Let $f$ be absolutely continuous on $[a,b]$, then is it Lipschitz on all compact subsets of $(a,b)$?
I am not able to prove or disprove it.
My attempt to disprove: The favorite example $f(x)=\sqrt x$ on $[0,1]$ doesn't seem to work here since it is Lipschitz on compact subsets of $(0,1)$. (bounded derivatives on compact subset)
My attempt to prove: \begin{align*} |f(y)-f(x)|&=\left|\int_x^y f'(t)\,dt\right|\\ &\leq\int_x^y |f'(t)|\,dt \end{align*}
I am unable to proceed since $f'$ is not necessarily bounded.
Thanks for any help!
Hint: $\sqrt{x}$ will work, but consider it in an interval larger than $(0,1)$.

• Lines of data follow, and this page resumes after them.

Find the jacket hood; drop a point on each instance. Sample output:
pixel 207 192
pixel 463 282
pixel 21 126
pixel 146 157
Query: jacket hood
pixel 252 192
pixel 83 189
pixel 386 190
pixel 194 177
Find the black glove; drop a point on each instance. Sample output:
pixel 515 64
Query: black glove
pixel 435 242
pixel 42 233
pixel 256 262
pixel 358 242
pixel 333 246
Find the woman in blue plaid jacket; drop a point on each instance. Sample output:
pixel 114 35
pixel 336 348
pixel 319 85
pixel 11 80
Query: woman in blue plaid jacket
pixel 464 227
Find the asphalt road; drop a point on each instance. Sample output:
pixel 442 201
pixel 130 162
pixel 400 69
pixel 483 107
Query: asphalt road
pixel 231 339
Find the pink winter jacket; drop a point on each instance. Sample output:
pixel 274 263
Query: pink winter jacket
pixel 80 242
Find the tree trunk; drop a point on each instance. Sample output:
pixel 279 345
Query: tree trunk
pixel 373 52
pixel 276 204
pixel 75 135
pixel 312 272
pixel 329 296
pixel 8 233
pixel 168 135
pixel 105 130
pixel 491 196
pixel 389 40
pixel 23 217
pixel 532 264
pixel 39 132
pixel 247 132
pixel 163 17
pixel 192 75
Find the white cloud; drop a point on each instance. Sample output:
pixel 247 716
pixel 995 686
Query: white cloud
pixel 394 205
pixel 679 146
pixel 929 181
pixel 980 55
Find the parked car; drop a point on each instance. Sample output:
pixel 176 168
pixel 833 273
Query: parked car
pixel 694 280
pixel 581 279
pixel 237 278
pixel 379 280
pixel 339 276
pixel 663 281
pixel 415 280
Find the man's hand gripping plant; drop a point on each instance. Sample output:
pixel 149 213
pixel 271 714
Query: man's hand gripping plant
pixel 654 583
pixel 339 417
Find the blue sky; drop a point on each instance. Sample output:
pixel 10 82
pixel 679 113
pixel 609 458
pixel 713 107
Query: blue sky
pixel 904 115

Edit: So, we consider $$f(x)=\left\{\begin{array}{c l} 0, &-1\leq x\leq 0 \\ \sqrt{x}, & 0<x\leq 2\end{array}\right..$$ Then $f$ is differentiable on $(-1,2)\setminus\{0\}$, with $$f'(x)=\left\{\begin{array}{c l} 0, &-1<x<0 \\ \frac{1}{2\sqrt{x}}, & 0<x<2\end{array}\right.,$$ which is in $L^1\left([-1,2]\right)$, and $$f(x)=f(-1)+\int_{-1}^xf'(t)\,dt$$ for all $x\in[-1,2]$. Therefore $f$ is absolutely continuous on $[-1,2]$. However, $f$ is not Lipschitz on $[0,1]$: if it was, then, for some $M>0$ and all $x\in[0,1]$, $$\sqrt{x}=|f(x)-f(0)|\leq M|x-0|=Mx\Rightarrow M\sqrt{x}\geq 1,$$ which is a contradiction.